Transformer (Oversimplified)

It’s hard to identify the pre-requisites to understand this blog. A lot of these concepts are understood in some capacity at some high level by a lot of people. This is an attempt to unify abstract vague definitions into a more tangible, traceable illustration. This was written for the freshman version of myself trying to implement Andrej Karpathy’s micrograd course (free on YT).

3 components to a transformer:

Attention

MLP (dense feed-forward neural network)

Normalisation

But before that, let’s trace a simple neural network:

Sequence Length (L): 50 (50 tokens in each sentence)

Embedding Dimension (D): 512 (each token is a vector of 512 numbers)

tracing embedding:

Assume vocab size is 50000 tokens.

[50000, 512] is Embedding matrix dimensions

→ [50, 512] (pluck out the dimensions for the 50 tokens of the sentence)

tracing network:

[50, 512] Input dimensions into the neural net (each input token is embedded and stacked)

[512, 1024] let’s set 1024 neurons in the hidden layer. each has a weight vector of length 512.

[50, 512] x [512, 1024] → [50, 1024] is the hidden layer output.

i.e 1024 length vector represents activations of each of the 50 tokens

[50, 1024] x [1024, 512] → [50, 512] is the output layer.

i.e 512 length vector represents activations. each of the 50 tokens has one.

Point 1: To visualise it easier, just consider 1 token. Then it becomes 512 (input) → 1024 → 512 (output) which corresponds to a simple neural net visualisation. But in reality each of the just saying “1024” misses the point since it’s actually 1024 neurons with each neuron being a weight vector of length 512. And similarly “512” (output layer) is actually 512 neurons each containing a weight vector of 1024 dimensions from the previous layer.

Point 2: notice the 50 remains through the trace. Once we add in attention, this 50 is the context window of attention.

Point 3: the 50 words never actually talk to each other. The training objective is prediction of the next word (that’s what backpropogates). But all 50 words in the sequence are independently trying to predict the next word for itself with no interaction between them. So effectively this becomes a bigram model.

Point 4: there’s usually also a batches aspect (8 batches of this process) which is so GPU can optimise training. But I have excluded.

tracing generation:

[512, 50000] is transposed embedding matrix = “Language model head” or “LM head”

[50, 512] x [512, 50000] → [50, 50000] is the 50 tokens to be generated

i.e row 1 predicts word 2 in the sequence. row 2 predicts word 3 in the sequence… and thus row 50 predicts the 51st word (but no attention means it’s based only on the 50th word)

now add in attention:

[50, 1024] is the activations of the hidden layer.

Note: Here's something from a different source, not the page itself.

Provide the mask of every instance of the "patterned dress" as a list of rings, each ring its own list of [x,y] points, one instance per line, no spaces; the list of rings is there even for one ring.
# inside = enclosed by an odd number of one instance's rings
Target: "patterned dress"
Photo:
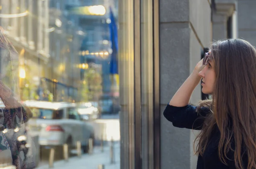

instead of throwing it into a 512 neuron output layer, let’s throw it into 3 separate linear layers

[1024, 512], [1024, 512], [1024, 512]

→ [50, 512], [50, 512], [50, 512] output activations of the 3 linear layers

[50, 512] x [512, 50] transpose one of them = “Keys”; and multiply with another = “Queries”

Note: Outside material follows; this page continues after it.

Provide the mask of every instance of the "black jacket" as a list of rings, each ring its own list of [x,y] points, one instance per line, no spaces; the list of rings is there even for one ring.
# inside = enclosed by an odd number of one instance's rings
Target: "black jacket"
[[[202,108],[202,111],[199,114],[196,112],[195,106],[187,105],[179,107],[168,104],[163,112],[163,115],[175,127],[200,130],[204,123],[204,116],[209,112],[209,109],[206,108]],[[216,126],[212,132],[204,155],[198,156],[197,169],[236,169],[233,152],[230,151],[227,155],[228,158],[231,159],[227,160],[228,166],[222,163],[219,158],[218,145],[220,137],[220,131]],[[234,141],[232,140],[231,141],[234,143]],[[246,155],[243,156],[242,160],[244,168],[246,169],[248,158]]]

[50, 50] attention matrix is found. Represents activation of each token in sequence with the other.

[50, 50] x [50, 512] multiply attention matrix with the third matrix = “Values”

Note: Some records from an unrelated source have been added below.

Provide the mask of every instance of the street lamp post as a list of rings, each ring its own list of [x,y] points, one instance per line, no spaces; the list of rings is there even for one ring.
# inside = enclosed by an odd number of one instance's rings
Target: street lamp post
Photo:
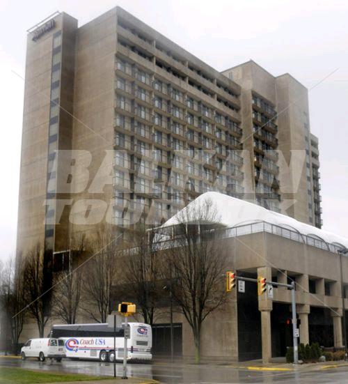
[[[347,328],[346,328],[346,309],[345,305],[345,286],[343,285],[343,270],[342,268],[342,256],[344,254],[348,254],[348,249],[344,248],[338,249],[338,254],[340,255],[340,266],[341,270],[341,295],[342,295],[342,310],[343,312],[342,316],[342,326],[343,326],[343,338],[345,339],[345,360],[347,360]]]

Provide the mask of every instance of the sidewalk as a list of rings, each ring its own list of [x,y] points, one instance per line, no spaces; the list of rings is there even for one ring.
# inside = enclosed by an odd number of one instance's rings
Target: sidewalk
[[[104,380],[95,380],[88,381],[64,381],[61,384],[159,384],[159,381],[147,378],[135,378],[129,377],[127,380],[122,380],[120,377],[115,378],[106,378]],[[52,383],[47,383],[52,384]]]
[[[161,365],[171,365],[170,360],[156,360],[155,364]],[[176,360],[174,363],[175,365],[190,367],[196,365],[192,360],[189,362],[184,362],[182,360]],[[245,361],[245,362],[203,362],[201,365],[208,365],[212,367],[225,367],[235,369],[245,369],[248,371],[319,371],[322,369],[333,369],[341,367],[348,367],[348,361],[329,361],[326,362],[299,364],[295,365],[292,363],[287,363],[285,358],[275,358],[272,362],[263,363],[262,360]]]

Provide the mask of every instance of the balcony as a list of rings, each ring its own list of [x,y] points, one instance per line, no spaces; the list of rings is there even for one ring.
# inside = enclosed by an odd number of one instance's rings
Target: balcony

→ [50, 512] output activations which have attention/ spoken to each other.

“Normalisation” = This layer standardizes the inputs across the features to a mean of 0 and a variance of 1, which prevents the internal values from exploding or vanishing and makes training significantly faster and more stable

“Attention Heads” = In above trace, I used a single 512-wide block. In reality, the model splits that 512 into "Heads."

If we have 8 heads, the 512 dimensions are split into 8 chunks of 64.

New Shape: [8,50,64] (8 heads, 50 tokens, 64 features per head).

They are Concatenated at the end to return to [50, 512].

“Residual Connections” = The model doesn't just take that "Attention Output" and move on. It uses a Residual Connection (Add).

The Math: Input[50,512]+Attention Output[50,512].

Intuition: This ensures that if the attention mechanism fails or learns nothing, the original identity of the token is preserved. It prevents the signal from getting "lost" in deep networks.

P.S. This is a extremely oversimplified explanation of attention. There’s all sorts of strategies for softmax, normalizing, batches etc. which has been deliberately excluded for simplicity.